The impasse was broken by Dr Betty Rosa
The state’s commissioner of education. Hasidic groups will undoubtedly file a lawsuit to overturn her decision. They will claim that the law restricts their right to practise their religion freely. They will argue that they shouldn’t have to teach their kids social studies, science, math, or even English.
Will the Supreme Court support the Hasids in its decision? Does the government have the right to dictate policies to religious institutions? Should these institutions be allowed to break the law while receiving hundreds of millions of dollars from the state each year?
As reported:
State education officials have determined that a large boys’ school in Brooklyn is breaking the law by failing to provide basic education, posing a serious challenge to New York’s private Hasidic Jewish schools.
The decision is significant because it is the first time the state has taken action against a Hasidic boys’ school, one of many private academies that offer extensive religious instruction in Yiddish but little instruction in English and math and almost none in science, history, or social studies.
It also served as a stern rebuke of Mayor Eric Adams’ administration, whose education department had suggested that the school be found to be in compliance with a law requiring private schools to provide education on par with that provided in public schools.
The commissioner’s decision, made last week and not previously publicised, was the result of a parent’s lawsuit against the school, in which the parent claimed that the school did not provide a sufficient amount of secular education.

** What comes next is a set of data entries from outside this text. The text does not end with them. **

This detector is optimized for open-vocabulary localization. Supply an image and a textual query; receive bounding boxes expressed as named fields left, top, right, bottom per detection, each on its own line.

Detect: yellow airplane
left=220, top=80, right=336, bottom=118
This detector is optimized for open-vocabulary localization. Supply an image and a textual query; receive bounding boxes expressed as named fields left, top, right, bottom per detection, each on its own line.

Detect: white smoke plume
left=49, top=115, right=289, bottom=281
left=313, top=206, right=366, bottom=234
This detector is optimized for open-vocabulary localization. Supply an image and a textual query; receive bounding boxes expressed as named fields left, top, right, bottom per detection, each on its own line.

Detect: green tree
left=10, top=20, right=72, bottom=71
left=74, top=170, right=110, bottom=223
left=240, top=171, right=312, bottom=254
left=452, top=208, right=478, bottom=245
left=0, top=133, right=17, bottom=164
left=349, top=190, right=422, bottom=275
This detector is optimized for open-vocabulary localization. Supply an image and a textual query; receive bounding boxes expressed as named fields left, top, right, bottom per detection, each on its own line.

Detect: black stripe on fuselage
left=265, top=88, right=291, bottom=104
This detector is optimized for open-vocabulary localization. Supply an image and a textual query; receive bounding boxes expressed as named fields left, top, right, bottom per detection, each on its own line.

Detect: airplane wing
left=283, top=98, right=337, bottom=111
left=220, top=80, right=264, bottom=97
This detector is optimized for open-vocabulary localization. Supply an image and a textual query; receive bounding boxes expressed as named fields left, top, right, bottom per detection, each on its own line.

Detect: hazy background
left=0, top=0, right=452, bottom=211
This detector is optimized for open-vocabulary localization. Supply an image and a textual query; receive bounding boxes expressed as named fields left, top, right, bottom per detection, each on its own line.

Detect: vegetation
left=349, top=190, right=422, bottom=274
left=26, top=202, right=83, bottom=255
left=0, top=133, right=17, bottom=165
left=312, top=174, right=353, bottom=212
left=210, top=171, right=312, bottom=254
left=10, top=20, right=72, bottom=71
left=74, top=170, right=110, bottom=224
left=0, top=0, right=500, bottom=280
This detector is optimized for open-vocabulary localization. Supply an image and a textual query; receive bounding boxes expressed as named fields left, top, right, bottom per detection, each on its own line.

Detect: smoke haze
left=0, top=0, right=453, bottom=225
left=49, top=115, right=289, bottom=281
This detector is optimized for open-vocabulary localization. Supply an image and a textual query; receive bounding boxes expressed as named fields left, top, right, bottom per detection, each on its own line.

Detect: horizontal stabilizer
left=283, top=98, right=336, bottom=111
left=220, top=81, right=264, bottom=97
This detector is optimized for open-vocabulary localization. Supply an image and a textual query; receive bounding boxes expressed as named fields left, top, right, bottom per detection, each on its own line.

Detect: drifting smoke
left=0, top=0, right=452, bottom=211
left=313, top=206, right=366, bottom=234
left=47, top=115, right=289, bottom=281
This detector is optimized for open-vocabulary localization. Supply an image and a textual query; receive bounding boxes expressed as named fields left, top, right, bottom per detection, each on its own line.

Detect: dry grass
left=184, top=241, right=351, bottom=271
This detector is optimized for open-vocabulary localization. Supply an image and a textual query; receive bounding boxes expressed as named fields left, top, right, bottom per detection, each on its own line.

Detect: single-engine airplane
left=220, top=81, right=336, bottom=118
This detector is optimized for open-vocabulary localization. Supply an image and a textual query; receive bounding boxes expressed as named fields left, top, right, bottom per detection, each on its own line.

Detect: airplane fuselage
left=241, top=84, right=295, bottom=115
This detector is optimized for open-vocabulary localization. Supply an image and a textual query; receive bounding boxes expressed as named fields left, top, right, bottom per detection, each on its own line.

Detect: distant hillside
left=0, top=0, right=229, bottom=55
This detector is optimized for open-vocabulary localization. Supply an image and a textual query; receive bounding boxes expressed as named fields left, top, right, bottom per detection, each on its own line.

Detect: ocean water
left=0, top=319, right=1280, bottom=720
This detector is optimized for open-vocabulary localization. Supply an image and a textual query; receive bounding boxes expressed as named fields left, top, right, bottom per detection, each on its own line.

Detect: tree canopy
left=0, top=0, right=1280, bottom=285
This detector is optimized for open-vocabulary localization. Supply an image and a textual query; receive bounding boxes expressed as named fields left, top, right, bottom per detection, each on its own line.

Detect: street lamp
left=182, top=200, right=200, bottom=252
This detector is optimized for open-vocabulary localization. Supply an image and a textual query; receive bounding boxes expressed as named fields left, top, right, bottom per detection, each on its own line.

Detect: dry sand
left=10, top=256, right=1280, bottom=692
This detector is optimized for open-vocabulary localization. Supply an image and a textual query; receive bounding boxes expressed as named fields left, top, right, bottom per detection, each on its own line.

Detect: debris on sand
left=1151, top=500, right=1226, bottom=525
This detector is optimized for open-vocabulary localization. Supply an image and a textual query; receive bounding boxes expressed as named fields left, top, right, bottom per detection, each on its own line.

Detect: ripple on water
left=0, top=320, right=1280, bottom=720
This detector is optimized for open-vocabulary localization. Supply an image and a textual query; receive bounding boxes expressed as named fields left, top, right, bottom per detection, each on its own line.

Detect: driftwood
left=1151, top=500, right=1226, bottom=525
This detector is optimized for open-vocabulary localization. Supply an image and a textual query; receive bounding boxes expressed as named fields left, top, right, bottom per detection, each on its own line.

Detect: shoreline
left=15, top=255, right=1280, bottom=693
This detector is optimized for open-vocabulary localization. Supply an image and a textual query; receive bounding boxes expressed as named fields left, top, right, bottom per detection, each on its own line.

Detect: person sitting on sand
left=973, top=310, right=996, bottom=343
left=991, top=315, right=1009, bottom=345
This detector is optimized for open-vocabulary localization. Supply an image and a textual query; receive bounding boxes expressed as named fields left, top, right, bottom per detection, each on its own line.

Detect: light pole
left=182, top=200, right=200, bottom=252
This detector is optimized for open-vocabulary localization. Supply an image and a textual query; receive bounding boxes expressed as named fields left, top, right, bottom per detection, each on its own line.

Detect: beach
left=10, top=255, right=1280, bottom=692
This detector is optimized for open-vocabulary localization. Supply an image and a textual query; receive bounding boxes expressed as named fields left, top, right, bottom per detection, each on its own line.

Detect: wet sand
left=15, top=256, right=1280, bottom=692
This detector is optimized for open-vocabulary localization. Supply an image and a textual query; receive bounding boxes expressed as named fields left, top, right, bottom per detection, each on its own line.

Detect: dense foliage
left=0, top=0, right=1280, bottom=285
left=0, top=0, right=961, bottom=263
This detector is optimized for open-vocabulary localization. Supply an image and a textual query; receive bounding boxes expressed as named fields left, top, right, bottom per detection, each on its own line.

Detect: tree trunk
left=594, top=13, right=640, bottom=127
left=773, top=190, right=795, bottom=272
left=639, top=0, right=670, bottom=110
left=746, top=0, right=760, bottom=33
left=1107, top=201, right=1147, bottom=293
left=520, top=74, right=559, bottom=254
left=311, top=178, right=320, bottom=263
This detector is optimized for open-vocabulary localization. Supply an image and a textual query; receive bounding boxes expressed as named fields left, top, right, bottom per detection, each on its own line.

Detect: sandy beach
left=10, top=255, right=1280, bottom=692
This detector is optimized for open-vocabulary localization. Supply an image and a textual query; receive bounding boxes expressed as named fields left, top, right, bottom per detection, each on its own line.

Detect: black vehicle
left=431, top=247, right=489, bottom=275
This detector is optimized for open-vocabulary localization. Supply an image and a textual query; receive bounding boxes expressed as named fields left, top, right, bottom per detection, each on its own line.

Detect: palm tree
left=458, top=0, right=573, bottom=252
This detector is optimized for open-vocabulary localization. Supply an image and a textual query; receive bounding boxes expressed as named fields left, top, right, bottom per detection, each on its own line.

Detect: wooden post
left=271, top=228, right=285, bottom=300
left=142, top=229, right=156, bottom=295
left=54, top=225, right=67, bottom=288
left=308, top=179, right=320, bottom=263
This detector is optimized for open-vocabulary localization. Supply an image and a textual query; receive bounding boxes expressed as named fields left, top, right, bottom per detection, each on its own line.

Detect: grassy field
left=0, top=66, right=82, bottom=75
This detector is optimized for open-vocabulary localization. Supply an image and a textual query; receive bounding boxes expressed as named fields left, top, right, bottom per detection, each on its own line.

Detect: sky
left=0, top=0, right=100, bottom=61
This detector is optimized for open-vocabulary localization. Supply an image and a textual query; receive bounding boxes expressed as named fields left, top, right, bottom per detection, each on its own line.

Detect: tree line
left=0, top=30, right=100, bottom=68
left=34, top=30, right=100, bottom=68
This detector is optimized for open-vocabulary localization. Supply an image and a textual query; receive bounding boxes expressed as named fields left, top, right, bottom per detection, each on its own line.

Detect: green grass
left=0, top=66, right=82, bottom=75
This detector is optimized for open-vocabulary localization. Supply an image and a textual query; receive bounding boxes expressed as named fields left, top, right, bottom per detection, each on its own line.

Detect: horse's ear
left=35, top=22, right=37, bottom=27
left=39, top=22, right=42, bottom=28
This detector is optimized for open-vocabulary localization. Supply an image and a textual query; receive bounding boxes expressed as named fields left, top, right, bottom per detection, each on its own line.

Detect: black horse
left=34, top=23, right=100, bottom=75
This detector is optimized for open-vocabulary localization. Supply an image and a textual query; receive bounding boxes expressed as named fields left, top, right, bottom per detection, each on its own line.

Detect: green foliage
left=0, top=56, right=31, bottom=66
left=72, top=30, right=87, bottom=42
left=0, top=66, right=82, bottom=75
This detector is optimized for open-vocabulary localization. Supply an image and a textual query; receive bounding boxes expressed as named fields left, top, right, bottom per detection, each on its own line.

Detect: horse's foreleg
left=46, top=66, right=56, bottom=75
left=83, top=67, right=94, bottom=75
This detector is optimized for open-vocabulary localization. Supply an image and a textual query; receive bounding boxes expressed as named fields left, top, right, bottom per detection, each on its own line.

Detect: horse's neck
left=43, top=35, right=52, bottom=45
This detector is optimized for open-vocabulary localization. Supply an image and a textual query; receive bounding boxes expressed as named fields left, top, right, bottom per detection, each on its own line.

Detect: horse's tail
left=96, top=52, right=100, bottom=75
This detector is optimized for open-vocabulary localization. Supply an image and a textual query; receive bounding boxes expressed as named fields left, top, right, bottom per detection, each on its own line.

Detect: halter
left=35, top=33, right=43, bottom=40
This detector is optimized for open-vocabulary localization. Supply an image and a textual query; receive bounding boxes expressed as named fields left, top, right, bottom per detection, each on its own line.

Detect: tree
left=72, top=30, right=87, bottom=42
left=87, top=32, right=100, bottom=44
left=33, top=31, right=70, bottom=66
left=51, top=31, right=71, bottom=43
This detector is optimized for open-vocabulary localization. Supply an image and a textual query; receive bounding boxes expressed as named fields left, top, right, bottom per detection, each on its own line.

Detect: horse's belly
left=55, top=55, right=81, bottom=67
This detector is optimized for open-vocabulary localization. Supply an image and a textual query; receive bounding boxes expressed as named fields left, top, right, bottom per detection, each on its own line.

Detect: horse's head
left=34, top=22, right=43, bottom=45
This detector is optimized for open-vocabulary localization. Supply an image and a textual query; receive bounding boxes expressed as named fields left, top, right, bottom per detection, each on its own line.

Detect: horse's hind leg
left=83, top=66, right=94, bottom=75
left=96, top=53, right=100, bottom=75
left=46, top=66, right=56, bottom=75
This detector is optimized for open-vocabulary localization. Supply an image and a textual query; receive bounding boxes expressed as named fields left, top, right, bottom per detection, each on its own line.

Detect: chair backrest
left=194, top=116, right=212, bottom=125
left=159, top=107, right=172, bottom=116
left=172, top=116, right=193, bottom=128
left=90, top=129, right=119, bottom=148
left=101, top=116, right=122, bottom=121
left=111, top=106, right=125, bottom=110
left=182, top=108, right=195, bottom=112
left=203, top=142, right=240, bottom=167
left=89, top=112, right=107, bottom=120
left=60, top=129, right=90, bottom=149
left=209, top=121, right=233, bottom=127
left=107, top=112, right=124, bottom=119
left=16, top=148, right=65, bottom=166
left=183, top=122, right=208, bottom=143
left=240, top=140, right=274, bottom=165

Many Hasidic schools have long fought to avoid this requirement
But the ruling calls for city education officials to collaborate with the Williamsburg, Brooklyn, school, Yeshiva Mesivta Arugath Habosem, to develop an improvement plan.
That improvement plan will be subject to final approval by state officials, which will increase pressure on city officials who have previously refrained from getting involved in the schools.
The mother of ten who filed the lawsuit against her youngest child’s school and has since departed from the Hasidic community, Beatrice Weber, said, “The state did right.” “Hopefully, things will actually change from here on out.” Young Advocates for Fair Education, a group that has advocated for more secular education in Hasidic schools, recently named Ms Weber as its leader.
The decision will also serve as the first trial for a new set of state regulations intended to control private schools, including yeshivas, which, like other religious institutions, have long been largely allowed to operate without government oversight.
According to those regulations, which were just put into effect two weeks ago, public funding may be withheld from schools if they do not adhere to state law.
Before the new regulations were approved by the State Board of Regents last month, Hasidic leaders fiercely opposed them, portraying them as an existential threat to their community.
Earlier this week, the state was sued for the regulations by a group of yeshivas and their supporters. Many of the plaintiffs were non-Hasidic educational institutions that offer secular instruction and would probably not be impacted by the rules. The lawsuit has not yet been made public…
The lawsuit, which asks for the regulations to be overturned, claims that yeshivas are the “central and irreplaceable pillar of the Orthodox Jewish life in New York.”
Yeshiva Mesivta Arugath Habosem was defended on Wednesday by a representative of one of the organisations that brought the lawsuit, the Parents for Educational and Religious Liberty in Schools.
Richard Bamberger, the spokesman, referred to the state law and said that “educators from the city’s Department of Education visited the school several times and determined that it met the substantial equivalence standard.” The state education department’s political appointees’ refusal to accept the city’s findings is disappointing.
More than 100 Hasidic boys’ schools in Brooklyn and the lower Hudson Valley received at least $1 billion in taxpayer funds over the previous four years, but many of them denied their students a fundamental secular education, according to a report released last month.